How Does Light's Wave Nature Affect Double Slit Experiment Results?

[Dx]

Hello,

In a double slit experiment the slit separation is 2.0mm and two wavelengths 750nm and 900nm illuminate the slits. A screen placed 2m from the slits. at what distance from the central maximum on the screen will a bright fringe from one pattern first conincide with a bright fringe from the other?

my formula?
d = sin[the] / (m [lamb]

Is my answer correct 6.0mm

Thanks!
Dx

 

[schwarzchildradius]

at what distance from the central maximum on the screen will a bright fringe from one pattern first conincide with a bright fringe from the other?
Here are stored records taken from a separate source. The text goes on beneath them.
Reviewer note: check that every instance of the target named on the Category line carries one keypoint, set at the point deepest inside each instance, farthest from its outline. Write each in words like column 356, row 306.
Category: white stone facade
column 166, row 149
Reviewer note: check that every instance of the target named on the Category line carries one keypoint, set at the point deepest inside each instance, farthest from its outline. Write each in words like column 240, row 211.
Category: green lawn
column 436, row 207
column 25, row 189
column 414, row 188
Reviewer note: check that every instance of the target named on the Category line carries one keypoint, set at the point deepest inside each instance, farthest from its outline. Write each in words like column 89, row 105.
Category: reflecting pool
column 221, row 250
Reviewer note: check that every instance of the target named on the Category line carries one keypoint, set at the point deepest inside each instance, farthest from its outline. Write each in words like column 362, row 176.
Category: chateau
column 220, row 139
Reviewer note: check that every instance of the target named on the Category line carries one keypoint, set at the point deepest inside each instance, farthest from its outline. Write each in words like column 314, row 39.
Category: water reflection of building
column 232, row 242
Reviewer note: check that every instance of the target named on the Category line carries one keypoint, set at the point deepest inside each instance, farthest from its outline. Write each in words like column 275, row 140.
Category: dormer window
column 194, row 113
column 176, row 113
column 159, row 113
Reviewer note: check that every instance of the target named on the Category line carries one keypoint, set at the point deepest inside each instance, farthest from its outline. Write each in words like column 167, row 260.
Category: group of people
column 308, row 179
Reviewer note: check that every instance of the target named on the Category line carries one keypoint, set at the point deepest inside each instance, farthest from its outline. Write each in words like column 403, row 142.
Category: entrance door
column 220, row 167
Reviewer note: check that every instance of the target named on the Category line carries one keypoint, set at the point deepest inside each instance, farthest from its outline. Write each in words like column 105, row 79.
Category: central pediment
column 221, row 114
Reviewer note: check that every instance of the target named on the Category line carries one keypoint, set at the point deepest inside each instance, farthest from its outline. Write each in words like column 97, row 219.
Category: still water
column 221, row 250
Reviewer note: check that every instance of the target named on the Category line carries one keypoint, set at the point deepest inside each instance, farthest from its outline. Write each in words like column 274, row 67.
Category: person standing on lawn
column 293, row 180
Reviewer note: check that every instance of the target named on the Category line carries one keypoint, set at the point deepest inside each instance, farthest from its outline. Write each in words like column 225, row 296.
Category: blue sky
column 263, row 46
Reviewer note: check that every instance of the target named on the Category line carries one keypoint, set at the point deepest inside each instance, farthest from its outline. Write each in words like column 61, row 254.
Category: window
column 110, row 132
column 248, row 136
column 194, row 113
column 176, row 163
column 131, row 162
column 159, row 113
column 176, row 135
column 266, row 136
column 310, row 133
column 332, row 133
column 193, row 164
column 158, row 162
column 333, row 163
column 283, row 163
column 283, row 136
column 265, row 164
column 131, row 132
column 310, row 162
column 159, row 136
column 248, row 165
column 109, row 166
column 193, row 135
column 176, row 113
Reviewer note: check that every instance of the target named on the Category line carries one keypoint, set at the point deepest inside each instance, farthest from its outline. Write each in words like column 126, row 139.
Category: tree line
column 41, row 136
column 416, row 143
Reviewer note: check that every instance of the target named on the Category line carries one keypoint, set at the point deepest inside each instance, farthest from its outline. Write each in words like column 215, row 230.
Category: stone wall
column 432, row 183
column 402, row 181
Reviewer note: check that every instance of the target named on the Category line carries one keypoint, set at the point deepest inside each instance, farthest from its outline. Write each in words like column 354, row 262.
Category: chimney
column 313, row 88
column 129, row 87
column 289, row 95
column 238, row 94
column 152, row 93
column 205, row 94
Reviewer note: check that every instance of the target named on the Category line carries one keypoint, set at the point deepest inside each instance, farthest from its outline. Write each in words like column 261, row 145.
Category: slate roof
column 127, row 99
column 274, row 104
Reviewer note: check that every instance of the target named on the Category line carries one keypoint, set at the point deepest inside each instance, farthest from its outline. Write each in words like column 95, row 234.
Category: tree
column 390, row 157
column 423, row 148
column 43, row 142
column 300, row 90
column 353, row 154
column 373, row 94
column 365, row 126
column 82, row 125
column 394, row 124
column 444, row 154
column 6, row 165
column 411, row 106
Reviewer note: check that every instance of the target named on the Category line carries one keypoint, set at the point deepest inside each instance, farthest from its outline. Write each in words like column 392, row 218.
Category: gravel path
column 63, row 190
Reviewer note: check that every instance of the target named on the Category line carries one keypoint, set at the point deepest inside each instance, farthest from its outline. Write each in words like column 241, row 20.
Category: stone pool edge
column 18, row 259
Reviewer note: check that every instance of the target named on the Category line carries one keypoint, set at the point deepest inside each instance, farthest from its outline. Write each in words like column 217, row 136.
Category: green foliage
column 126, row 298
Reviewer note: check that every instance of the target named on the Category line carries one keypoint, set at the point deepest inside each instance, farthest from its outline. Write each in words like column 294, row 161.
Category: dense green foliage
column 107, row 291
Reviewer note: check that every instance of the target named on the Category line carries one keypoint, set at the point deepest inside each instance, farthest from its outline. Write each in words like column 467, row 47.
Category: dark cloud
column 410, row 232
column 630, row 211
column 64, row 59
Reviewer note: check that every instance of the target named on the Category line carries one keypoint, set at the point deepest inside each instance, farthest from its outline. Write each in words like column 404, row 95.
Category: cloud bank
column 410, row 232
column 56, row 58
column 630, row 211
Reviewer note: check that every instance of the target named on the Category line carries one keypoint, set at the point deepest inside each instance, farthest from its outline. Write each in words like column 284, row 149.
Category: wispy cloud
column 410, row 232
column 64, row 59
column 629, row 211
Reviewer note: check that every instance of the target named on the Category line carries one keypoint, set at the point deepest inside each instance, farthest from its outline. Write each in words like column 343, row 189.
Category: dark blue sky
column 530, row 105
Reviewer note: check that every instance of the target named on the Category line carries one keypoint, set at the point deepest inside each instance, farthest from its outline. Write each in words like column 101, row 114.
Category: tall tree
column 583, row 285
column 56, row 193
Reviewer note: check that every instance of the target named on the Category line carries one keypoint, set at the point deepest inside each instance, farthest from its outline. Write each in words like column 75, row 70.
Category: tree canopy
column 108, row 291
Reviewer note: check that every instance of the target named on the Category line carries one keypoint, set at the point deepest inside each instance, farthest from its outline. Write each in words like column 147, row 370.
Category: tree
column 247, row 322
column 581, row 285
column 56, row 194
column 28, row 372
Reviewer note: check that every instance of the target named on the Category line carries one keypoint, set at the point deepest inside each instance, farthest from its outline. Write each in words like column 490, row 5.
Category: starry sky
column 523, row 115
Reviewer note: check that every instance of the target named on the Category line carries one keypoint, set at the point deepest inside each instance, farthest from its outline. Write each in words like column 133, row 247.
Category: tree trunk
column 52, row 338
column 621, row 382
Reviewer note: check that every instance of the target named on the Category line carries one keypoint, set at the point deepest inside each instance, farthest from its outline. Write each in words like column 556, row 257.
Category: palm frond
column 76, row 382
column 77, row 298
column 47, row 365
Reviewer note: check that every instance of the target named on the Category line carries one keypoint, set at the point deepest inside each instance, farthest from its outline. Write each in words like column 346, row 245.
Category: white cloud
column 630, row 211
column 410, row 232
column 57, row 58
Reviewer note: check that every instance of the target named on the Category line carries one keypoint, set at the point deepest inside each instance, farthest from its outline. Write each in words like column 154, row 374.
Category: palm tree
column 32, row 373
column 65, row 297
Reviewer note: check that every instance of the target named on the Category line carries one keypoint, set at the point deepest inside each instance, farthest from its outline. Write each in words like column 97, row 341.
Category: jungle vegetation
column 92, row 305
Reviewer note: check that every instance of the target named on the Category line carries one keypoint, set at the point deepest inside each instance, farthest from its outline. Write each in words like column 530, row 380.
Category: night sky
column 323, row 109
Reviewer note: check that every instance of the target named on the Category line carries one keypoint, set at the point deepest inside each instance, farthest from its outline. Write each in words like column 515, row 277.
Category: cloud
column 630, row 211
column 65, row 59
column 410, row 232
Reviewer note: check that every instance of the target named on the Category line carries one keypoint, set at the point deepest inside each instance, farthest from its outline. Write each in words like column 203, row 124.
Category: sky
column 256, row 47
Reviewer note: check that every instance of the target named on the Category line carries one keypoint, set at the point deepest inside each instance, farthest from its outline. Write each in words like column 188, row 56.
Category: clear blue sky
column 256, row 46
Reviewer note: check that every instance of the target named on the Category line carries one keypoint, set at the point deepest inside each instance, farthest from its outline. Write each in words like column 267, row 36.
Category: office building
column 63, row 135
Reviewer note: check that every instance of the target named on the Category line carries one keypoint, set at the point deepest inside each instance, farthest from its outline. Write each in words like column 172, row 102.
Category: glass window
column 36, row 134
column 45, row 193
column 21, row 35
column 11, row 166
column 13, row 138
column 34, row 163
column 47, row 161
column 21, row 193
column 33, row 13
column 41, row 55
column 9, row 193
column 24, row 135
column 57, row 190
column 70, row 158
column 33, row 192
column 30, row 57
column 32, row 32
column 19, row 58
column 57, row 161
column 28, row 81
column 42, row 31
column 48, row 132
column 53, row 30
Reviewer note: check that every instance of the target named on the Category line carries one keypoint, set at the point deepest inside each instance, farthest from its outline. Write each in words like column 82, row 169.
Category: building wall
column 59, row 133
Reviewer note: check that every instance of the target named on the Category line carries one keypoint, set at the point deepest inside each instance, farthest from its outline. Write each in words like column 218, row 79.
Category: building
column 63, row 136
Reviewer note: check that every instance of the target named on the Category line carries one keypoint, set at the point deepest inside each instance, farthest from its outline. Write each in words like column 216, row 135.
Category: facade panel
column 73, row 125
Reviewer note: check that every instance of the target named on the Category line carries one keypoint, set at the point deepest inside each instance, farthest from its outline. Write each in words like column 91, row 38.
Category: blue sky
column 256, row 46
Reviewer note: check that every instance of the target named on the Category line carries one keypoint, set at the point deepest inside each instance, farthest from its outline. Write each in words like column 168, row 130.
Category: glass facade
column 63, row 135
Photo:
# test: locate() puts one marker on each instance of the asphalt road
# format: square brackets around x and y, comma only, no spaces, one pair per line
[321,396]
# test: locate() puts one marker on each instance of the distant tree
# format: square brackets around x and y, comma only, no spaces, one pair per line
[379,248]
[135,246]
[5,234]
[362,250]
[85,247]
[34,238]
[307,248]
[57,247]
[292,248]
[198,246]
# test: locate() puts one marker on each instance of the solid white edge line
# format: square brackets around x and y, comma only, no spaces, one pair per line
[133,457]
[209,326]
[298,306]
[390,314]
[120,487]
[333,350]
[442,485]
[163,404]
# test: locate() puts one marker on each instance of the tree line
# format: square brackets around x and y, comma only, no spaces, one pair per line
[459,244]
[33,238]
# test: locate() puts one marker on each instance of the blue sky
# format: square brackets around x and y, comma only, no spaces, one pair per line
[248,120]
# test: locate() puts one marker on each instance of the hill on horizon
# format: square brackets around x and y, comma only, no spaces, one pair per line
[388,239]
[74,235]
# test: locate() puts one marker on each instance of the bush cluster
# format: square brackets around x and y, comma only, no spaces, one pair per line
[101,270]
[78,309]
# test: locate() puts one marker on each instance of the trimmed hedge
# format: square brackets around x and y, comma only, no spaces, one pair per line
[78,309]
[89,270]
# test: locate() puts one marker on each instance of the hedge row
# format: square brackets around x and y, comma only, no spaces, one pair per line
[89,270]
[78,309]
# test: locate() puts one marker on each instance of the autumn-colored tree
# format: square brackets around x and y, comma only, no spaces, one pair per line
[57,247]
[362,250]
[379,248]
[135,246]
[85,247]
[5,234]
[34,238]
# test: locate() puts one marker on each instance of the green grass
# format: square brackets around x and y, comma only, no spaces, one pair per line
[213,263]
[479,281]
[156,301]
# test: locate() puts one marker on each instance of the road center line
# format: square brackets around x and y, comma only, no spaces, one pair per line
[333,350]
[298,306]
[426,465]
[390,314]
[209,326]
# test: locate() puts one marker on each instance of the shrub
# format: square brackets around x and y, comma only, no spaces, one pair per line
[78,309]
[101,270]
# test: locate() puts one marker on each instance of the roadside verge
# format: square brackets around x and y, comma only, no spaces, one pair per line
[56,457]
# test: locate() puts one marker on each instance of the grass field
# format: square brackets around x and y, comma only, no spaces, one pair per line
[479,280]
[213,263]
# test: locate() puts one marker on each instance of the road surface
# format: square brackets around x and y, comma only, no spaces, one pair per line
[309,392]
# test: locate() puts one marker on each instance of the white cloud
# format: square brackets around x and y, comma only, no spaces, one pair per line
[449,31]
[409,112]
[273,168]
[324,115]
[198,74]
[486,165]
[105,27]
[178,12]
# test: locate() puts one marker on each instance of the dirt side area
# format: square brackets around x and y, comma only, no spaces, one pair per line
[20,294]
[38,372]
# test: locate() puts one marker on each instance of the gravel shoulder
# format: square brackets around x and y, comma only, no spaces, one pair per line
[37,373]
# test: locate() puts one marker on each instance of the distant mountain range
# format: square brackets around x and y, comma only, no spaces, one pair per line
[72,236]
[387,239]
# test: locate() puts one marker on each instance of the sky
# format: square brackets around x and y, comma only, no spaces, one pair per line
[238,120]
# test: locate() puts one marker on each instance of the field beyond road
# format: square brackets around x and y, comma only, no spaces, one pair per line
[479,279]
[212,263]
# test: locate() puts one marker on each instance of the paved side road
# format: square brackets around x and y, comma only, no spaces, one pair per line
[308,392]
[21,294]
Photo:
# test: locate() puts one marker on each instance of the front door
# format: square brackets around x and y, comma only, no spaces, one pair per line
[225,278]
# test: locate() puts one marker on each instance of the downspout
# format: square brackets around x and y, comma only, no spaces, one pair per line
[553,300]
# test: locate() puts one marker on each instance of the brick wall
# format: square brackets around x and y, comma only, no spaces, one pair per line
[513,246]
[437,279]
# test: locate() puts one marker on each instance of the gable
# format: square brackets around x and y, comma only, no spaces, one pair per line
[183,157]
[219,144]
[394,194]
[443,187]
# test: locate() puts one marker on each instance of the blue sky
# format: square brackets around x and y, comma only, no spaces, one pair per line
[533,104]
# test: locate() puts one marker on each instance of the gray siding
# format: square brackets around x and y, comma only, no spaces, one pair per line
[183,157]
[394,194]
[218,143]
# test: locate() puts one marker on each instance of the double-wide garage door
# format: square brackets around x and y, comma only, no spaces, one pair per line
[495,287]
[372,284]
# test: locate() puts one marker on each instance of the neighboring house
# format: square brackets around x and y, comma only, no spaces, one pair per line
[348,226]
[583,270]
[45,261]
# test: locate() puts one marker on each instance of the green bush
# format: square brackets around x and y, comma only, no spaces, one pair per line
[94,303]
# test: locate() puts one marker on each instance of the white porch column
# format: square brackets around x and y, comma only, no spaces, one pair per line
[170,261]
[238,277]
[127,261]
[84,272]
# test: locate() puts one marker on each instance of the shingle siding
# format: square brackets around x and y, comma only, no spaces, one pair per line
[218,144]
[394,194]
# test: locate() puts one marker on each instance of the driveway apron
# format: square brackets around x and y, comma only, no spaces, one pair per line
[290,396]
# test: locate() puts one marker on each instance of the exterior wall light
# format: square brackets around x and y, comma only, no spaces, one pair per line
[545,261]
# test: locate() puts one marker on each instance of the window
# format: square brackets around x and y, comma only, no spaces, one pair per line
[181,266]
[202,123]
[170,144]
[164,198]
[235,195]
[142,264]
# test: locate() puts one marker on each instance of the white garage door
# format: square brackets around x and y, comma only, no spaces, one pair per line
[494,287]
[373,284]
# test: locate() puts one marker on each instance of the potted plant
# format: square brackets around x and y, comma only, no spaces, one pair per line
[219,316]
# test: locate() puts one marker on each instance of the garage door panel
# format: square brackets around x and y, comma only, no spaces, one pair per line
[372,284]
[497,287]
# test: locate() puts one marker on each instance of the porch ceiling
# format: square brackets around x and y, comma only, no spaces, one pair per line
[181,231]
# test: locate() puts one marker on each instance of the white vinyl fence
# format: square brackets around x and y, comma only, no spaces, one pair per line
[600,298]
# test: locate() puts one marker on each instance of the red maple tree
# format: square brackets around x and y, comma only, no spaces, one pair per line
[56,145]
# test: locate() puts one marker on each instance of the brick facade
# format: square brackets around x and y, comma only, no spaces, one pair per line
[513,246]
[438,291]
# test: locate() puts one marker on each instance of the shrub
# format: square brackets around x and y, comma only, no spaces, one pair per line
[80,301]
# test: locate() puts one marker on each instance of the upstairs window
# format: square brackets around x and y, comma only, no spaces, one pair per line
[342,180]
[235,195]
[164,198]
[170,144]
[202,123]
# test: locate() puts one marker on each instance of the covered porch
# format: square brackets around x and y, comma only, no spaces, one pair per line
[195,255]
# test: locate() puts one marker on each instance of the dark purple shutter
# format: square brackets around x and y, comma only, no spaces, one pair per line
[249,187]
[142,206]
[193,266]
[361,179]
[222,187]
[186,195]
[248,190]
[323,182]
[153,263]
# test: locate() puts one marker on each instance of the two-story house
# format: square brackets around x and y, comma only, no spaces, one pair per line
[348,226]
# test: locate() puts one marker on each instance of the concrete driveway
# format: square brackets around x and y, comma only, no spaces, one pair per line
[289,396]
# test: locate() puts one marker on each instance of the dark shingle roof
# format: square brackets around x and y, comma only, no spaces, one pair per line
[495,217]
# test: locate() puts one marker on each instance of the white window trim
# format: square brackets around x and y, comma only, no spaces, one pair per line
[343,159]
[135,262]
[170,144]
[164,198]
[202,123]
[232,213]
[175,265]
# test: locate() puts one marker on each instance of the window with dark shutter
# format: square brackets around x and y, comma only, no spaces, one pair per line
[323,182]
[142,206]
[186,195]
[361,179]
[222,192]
d=2E-3meters, λ1=750E-9m, λ2=900E-9m, D=2m (D being adjacent leg of right triangle, y1 and y2 being opposite legs, θ being angle between slits.)
y1 = mλ1D / d = (1)(750E-9m)(2m)/(2E-3)m = 7.5E-4m
y2 = nλ2D / d = (1)(900E-9m)(2m)/(2E-3)m = 9.0E-4m
were n=m=1, WHICH THEY're not.
You can't solve it trigonometrically.
In order to solve it, you need to equate
y1=y2=mλ1D/d = nλ2D/d
Then you just solve for m:
m = (λ2/λ1)n = 1.2n
The first instance of this relation being true is if m=6 and n=5
Now you just solve y1 and y2 above to get...

y1=y2=0.0045m

 

[M98Ranger]

Hello Dx,

Your answer is not quite correct. The formula you provided is the correct one to use, however, the value for "m" should be the same for both wavelengths since we are looking for the first bright fringe that coincides for both patterns. The value for "m" represents the order of the fringe, with m=0 being the central maximum. So, for the first bright fringe to coincide, we need to solve for m=1 for both wavelengths.

Using the given values, we get:

d = sin[the] / (m [lamb])

For 750nm:
d = sin[the] / (1 x 750nm)
d = sin[the] / 750nm

For 900nm:
d = sin[the] / (1 x 900nm)
d = sin[the] / 900nm

Since we are looking for the same distance, we can set these two equations equal to each other and solve for d:

sin[the] / 750nm = sin[the] / 900nm
Cross-multiplying and solving for d, we get:
d = (750nm x 900nm) / 750nm
d = 900nm

Therefore, the first bright fringe from one pattern will coincide with the first bright fringe from the other at a distance of 900nm from the central maximum on the screen.

I hope this helps clarify things. Keep up the good work!